The Hepatitis B virus can be found in many fluids such as sweat, tears, saliva, semen and vaginal secretions. The infected blood is the most common route the virus is transmitted from one person to another. For transmission to occur there must be contact between the infectious secretions, cut or abraded skin or mucous membranes. The main risk of infection is from chronic carriers who does not look or feel ill but whose blood and body secretions are infectious to others. The virus can also remain live outside the body for long periods unlike HIV which can only survive for a matter of minutes. It is therefore a particular risk factor if contact with used needles or clinical waste occurs.
WHY ARE HEALTHCARE STAFF AT A HIGHER RISK THAN THE GENERAL POPULATION?
Staff in healthcare and in learning disability environments are at a particular risk of exposure to Hepatitis B since it is more common in people with a learning disability. They are in close contact with the disposal of patients contaminated blood and bodily fluids which are potentially infectious material from unidentified origins. This is why staff are at a higher risk of catching the disease as infected blood can get into your body from a bite and through a small scratch from sharp objects such as syringes.
HOW CAN HEPATITIS B BE PREVENTED?
Active Immunisation is recommended and consists of three injection vaccines of Hepatitis B intramuscularly into the arm. A blood test will also be taken two months after the full course of injections.For most people the immunization is effective, however:
o Some people do not respond fully to the first course and need a booster injection.
o Some people do not respond to the first course and need another course of vaccine.
o Some people will have had the virus and are immune and need no further vaccination.

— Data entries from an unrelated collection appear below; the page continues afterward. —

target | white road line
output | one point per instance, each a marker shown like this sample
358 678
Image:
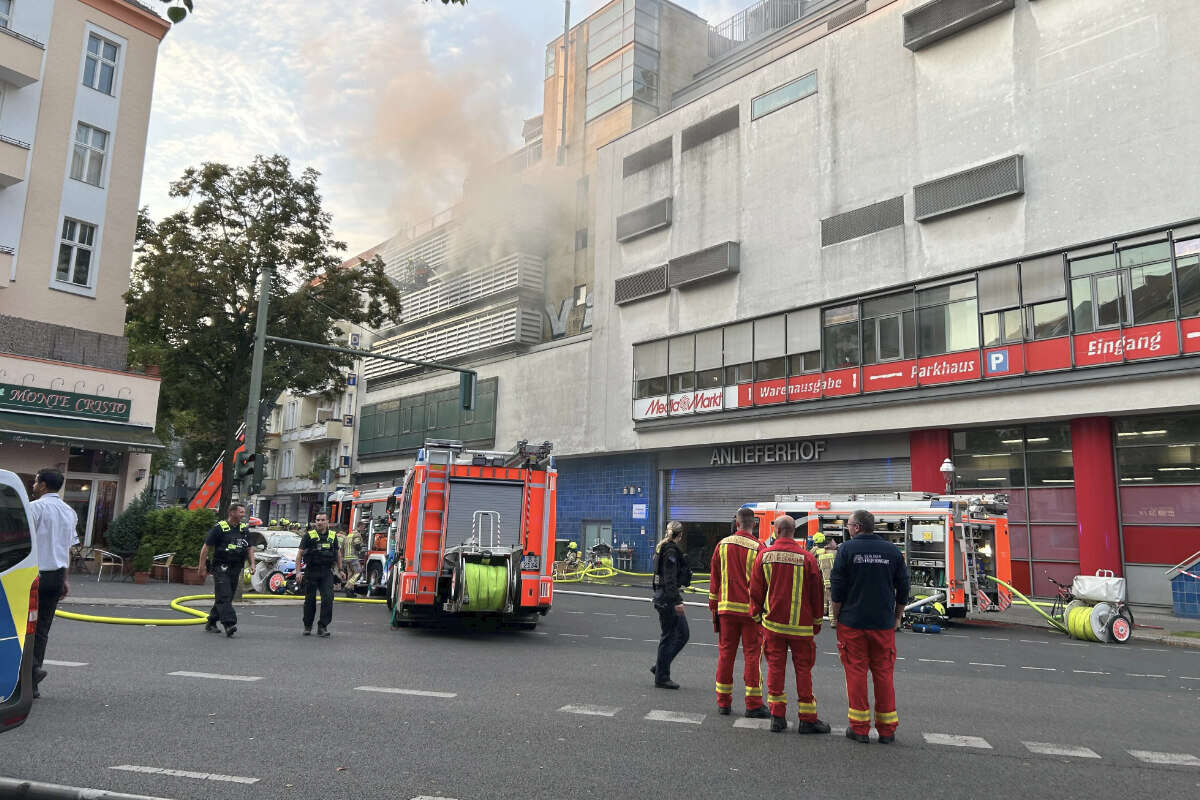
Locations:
210 675
414 692
1047 749
198 776
592 710
1177 759
952 740
675 716
755 725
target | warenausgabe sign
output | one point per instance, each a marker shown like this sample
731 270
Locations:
40 401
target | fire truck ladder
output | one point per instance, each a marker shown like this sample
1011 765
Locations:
431 513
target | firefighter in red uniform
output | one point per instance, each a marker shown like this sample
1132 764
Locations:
869 587
787 596
729 599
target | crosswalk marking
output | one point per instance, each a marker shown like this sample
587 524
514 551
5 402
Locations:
675 716
1047 749
591 710
210 675
199 776
1175 759
415 692
953 740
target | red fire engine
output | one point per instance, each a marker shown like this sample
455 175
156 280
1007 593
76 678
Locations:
474 535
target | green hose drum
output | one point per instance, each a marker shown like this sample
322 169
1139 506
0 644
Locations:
486 585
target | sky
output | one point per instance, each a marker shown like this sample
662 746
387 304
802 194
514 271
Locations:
391 101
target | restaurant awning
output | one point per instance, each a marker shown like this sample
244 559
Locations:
103 435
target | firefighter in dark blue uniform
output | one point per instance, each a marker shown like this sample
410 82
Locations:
319 555
228 543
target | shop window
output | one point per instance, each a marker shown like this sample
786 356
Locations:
840 337
1047 320
947 318
1002 328
888 329
1187 271
103 462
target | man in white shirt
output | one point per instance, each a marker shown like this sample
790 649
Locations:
54 527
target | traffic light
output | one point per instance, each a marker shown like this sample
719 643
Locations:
467 382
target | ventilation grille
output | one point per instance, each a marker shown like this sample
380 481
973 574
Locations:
646 157
1000 179
853 12
646 220
859 222
640 286
709 263
941 18
709 128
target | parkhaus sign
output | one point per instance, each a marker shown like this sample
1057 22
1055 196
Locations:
768 452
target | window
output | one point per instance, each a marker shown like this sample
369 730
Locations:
888 329
947 318
840 335
76 253
1047 320
100 66
88 160
785 95
1187 270
1129 287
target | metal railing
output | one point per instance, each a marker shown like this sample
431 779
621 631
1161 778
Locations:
756 22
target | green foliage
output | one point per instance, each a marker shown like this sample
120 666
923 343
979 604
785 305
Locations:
125 533
179 8
193 298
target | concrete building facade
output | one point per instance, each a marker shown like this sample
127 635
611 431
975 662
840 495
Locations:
76 83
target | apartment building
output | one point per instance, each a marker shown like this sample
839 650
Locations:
76 83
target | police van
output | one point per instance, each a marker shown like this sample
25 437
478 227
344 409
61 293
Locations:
18 602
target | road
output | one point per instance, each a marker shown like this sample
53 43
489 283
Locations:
377 713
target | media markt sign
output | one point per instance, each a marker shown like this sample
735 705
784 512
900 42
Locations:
40 401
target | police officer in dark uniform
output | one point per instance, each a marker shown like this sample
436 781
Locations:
228 542
319 555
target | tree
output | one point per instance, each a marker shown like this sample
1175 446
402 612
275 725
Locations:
178 10
192 302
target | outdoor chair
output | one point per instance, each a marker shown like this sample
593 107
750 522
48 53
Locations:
112 560
162 561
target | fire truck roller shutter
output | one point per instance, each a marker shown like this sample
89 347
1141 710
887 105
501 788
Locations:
715 494
468 497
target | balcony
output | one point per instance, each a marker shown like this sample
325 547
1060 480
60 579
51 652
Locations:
13 157
21 58
322 433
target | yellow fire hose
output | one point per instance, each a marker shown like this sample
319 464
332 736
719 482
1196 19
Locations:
193 615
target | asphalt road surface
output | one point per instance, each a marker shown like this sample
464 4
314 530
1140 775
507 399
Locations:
570 711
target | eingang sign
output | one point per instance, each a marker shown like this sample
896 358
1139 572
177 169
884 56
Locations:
41 401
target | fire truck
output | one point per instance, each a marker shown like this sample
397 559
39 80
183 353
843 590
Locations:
370 513
474 535
951 542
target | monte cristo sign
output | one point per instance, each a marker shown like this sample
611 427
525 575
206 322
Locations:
55 403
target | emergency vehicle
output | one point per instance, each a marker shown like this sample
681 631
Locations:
474 535
951 542
371 516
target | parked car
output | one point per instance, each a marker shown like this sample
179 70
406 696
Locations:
18 602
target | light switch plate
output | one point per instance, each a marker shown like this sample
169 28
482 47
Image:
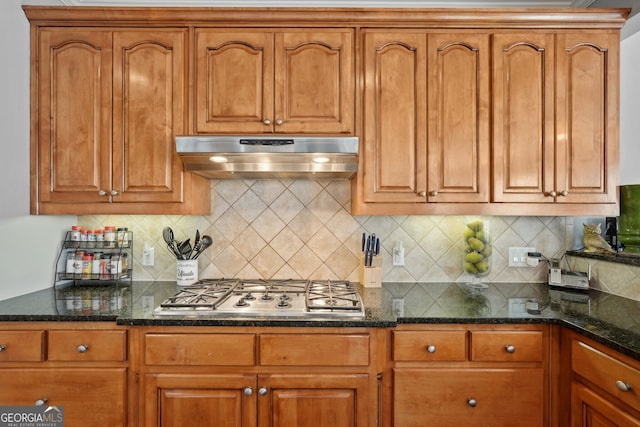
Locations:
518 256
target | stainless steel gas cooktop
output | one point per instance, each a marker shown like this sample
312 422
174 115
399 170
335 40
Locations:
325 299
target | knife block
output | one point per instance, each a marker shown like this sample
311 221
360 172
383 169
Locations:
371 277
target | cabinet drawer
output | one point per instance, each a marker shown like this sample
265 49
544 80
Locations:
21 346
468 397
506 346
90 397
314 349
87 346
429 345
199 349
609 374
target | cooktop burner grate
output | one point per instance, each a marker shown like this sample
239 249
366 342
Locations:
270 298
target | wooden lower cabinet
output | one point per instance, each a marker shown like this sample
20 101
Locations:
469 375
468 397
278 400
601 388
89 396
248 377
82 367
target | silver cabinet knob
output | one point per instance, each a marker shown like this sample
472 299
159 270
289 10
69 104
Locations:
622 386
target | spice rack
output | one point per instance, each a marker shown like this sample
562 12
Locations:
99 284
105 262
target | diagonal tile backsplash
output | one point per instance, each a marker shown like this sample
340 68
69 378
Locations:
304 229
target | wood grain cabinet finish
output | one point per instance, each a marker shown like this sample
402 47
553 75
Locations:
22 346
83 368
467 375
426 112
603 385
266 378
555 107
282 81
107 107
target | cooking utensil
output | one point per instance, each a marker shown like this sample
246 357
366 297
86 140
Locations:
185 249
167 235
205 242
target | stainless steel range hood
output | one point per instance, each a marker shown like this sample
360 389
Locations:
269 156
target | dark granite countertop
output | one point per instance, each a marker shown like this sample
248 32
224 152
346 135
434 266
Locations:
606 318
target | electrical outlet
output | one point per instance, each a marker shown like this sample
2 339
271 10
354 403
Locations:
397 305
148 257
398 255
518 256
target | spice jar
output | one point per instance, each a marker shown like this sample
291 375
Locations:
109 236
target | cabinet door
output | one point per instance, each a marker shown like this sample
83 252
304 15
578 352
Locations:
458 117
74 119
587 117
149 98
523 126
394 108
234 81
314 400
90 397
314 81
174 400
588 409
468 397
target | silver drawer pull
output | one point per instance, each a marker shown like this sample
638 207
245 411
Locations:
622 386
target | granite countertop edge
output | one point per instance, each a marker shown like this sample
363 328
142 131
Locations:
625 340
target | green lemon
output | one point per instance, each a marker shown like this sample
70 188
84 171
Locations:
473 257
470 268
476 244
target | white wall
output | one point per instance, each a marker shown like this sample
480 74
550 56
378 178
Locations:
629 110
29 243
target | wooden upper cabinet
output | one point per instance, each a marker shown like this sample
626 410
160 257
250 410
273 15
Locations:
426 113
555 117
74 132
291 81
110 104
394 108
587 117
149 98
523 102
458 117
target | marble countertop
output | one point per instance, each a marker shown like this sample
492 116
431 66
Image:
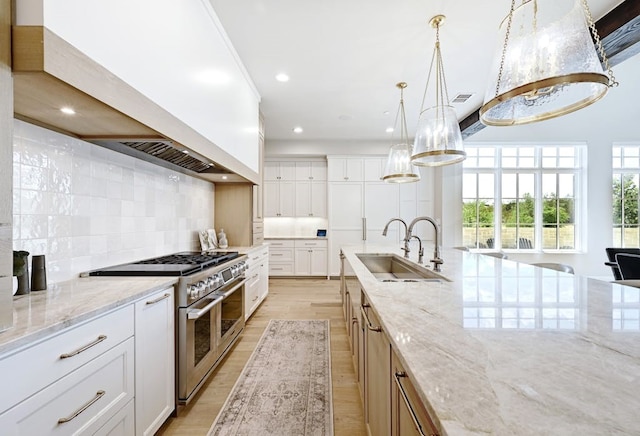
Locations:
506 348
42 313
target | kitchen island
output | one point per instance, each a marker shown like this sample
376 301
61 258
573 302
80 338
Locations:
509 348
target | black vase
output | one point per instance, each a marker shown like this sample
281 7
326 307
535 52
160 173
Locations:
23 281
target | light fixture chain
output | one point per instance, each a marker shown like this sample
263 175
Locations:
594 32
504 46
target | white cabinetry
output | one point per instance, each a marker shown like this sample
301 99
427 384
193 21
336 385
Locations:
312 170
279 171
257 287
281 257
155 361
345 169
311 199
358 211
279 199
310 258
72 382
111 375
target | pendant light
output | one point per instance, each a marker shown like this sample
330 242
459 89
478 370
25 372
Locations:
399 168
547 64
438 140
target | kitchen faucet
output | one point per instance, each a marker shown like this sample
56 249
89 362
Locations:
420 248
406 235
436 253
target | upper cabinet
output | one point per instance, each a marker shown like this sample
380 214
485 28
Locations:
279 171
185 85
345 169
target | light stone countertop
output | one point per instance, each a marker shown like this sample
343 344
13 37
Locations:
42 313
506 348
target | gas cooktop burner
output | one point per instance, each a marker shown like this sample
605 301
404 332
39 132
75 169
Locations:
178 264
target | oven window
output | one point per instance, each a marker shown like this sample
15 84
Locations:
202 338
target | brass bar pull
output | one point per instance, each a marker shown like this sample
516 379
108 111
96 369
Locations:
366 318
99 395
84 348
414 417
159 299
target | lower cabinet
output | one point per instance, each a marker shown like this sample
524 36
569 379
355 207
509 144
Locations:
155 361
377 375
111 375
257 286
408 414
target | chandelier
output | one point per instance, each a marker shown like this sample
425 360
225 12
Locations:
399 168
547 65
438 140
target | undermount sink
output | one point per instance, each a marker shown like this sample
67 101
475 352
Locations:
388 267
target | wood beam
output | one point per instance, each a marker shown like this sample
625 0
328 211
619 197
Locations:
619 31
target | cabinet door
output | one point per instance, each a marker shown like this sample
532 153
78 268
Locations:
318 197
407 411
287 198
346 211
377 377
318 262
271 199
303 261
303 199
155 360
381 203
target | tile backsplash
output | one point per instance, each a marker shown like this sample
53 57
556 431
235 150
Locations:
86 207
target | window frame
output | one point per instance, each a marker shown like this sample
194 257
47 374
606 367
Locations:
579 173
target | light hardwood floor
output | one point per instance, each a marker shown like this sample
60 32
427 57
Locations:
288 299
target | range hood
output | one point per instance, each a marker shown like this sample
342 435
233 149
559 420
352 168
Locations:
108 112
163 152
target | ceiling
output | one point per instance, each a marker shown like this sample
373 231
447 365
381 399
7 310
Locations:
344 59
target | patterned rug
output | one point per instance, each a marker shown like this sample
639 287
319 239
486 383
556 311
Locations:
285 387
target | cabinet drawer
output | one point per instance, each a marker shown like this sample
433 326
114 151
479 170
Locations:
87 398
56 356
311 243
280 243
281 255
281 269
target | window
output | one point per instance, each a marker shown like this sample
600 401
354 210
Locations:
626 171
523 197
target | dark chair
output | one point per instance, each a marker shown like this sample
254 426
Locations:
611 255
628 265
525 243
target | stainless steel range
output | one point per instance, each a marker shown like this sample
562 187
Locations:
209 313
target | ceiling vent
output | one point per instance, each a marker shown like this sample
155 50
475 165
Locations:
462 98
162 152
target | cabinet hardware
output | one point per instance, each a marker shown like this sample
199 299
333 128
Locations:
397 376
99 395
84 348
159 299
366 318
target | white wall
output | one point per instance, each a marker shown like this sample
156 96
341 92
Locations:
86 207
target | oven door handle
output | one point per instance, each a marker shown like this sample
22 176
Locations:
195 314
235 287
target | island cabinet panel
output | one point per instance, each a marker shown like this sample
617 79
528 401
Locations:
377 374
409 417
155 361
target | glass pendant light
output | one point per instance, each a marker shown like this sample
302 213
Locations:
399 168
438 140
547 65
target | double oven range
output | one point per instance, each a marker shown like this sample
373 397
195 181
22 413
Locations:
209 312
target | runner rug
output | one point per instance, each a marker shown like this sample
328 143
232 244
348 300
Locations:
285 387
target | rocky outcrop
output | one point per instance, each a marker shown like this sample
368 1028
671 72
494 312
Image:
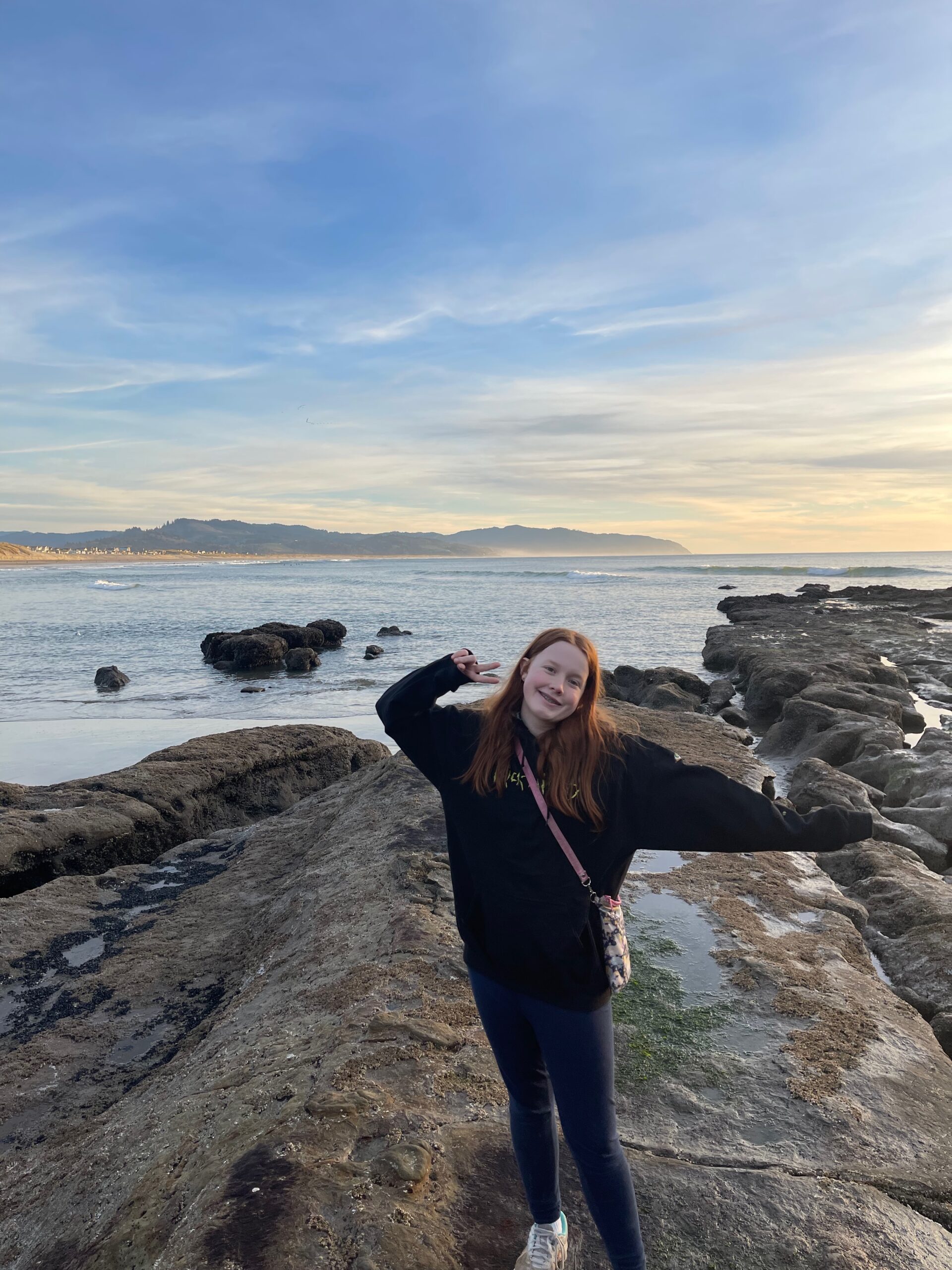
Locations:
136 813
298 661
262 1052
111 679
910 921
268 644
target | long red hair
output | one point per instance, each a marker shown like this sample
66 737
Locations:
574 755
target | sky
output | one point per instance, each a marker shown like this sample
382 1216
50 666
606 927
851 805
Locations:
660 267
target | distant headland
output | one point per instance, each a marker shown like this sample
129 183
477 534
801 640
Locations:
189 538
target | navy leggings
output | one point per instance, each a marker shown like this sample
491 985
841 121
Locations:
545 1049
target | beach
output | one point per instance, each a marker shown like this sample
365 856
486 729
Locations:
239 962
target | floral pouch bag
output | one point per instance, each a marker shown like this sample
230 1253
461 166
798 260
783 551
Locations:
615 939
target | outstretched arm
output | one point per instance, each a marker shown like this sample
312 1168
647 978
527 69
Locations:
409 713
695 808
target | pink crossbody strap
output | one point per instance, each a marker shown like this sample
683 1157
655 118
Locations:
543 808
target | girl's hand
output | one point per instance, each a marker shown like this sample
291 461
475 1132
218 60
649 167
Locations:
474 670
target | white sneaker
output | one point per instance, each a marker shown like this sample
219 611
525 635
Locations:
547 1248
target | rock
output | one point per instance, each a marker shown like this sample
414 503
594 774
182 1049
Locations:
268 643
910 917
254 651
803 1112
667 697
813 731
611 688
397 1026
226 779
405 1162
663 688
815 784
333 632
298 661
932 853
917 784
721 693
942 1026
734 717
858 700
111 679
294 635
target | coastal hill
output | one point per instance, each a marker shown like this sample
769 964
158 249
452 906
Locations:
239 536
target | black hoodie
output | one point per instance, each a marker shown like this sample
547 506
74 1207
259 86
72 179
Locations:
525 917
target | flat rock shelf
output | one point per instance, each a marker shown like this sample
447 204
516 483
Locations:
259 1049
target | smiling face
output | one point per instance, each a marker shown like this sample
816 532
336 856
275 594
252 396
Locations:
552 684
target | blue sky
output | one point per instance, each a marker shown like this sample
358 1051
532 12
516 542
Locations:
668 267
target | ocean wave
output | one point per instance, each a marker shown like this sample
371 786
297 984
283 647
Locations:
856 571
861 571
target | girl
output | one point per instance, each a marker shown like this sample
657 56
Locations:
532 938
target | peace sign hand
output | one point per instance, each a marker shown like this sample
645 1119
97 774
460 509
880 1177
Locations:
466 662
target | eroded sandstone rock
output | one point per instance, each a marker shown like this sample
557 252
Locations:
137 812
215 1086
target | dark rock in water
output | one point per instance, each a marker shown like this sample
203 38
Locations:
721 693
134 815
815 784
814 731
298 661
731 715
254 651
332 632
663 688
111 679
295 636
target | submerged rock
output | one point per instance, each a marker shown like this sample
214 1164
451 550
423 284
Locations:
280 1064
136 813
111 679
270 644
298 661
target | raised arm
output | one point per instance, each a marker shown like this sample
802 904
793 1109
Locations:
695 808
409 711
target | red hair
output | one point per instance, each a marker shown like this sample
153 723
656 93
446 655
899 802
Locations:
574 755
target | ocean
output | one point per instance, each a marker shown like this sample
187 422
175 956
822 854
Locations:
59 623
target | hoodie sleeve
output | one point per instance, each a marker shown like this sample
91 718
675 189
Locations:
412 718
696 808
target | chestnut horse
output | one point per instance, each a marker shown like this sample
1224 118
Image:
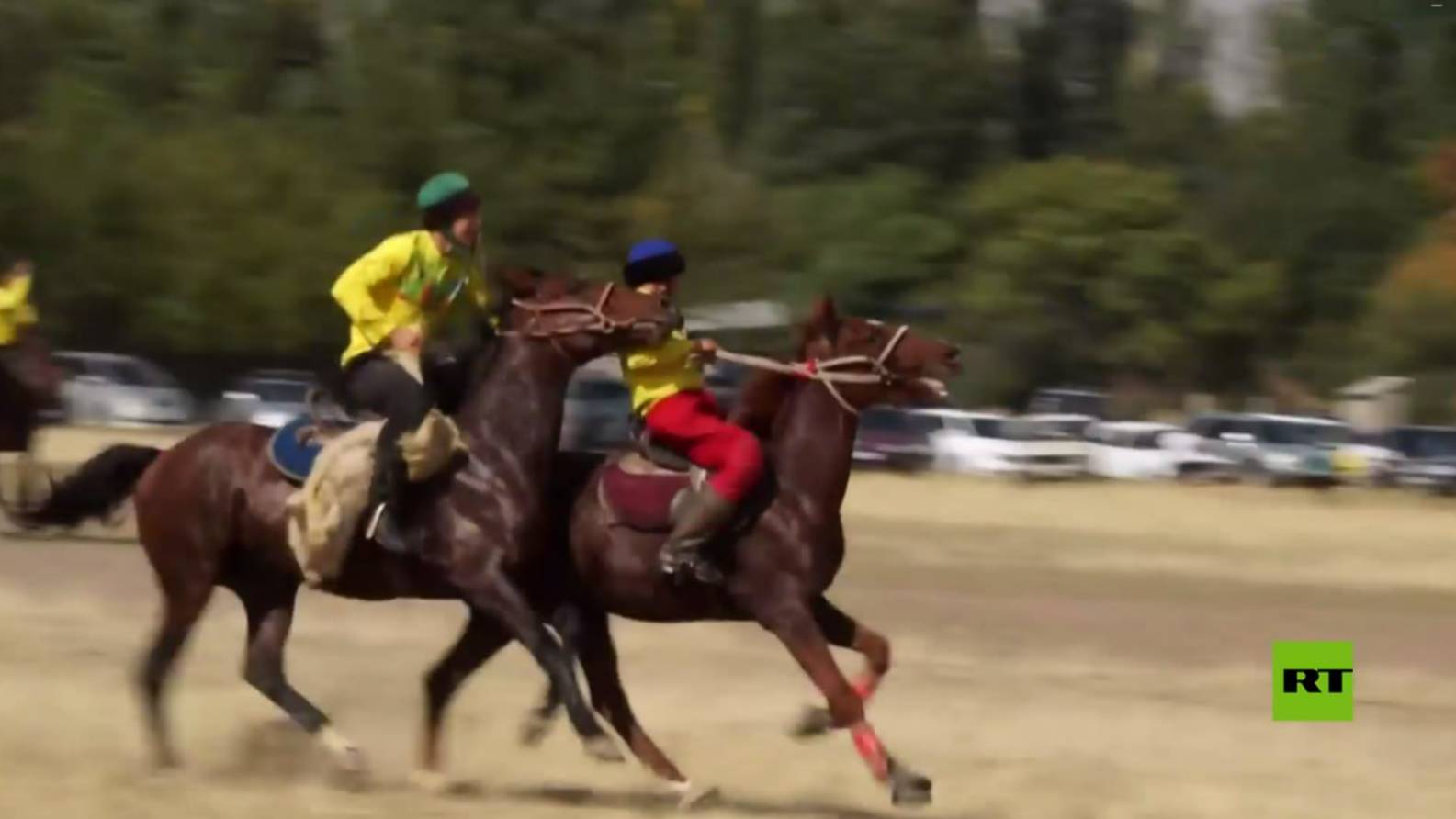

This safe vaccine has existed for over 10 years and has been administered to millions of people preventing Hepatitis B infection. Department of Health and EU regulation recommend that all healthcare staff are vaccinated against Hepatitis B.
WHAT ARE THE RISKS OF HEPATITIS VACCINATION?
A Vaccine, like any other medicine, is capable of causing an allergic reaction. The risk of a serious reaction to Hepatitis vaccine is very small. Mild problems that occur are soreness where the shot was given, chills, headaches and muscle pains. Any serious reactions usually occur within a few minutes of inoculation. This reaction can happen with nearly any medication. This is the main reason why your vaccination is given by a trained medical team who are fully equipped to deal with this type of situation and who have emergency medications at hand.
WHO WILL KNOW THE RESULTS OF THE BLOOD TESTS?
All Information will be treated with absolute confidentiality. Your GP will assess the results of the tests and the participants will be told their results too. If anyone is found to have the infection, their GP will be notified so that follow up measures can be provided to the person and their family.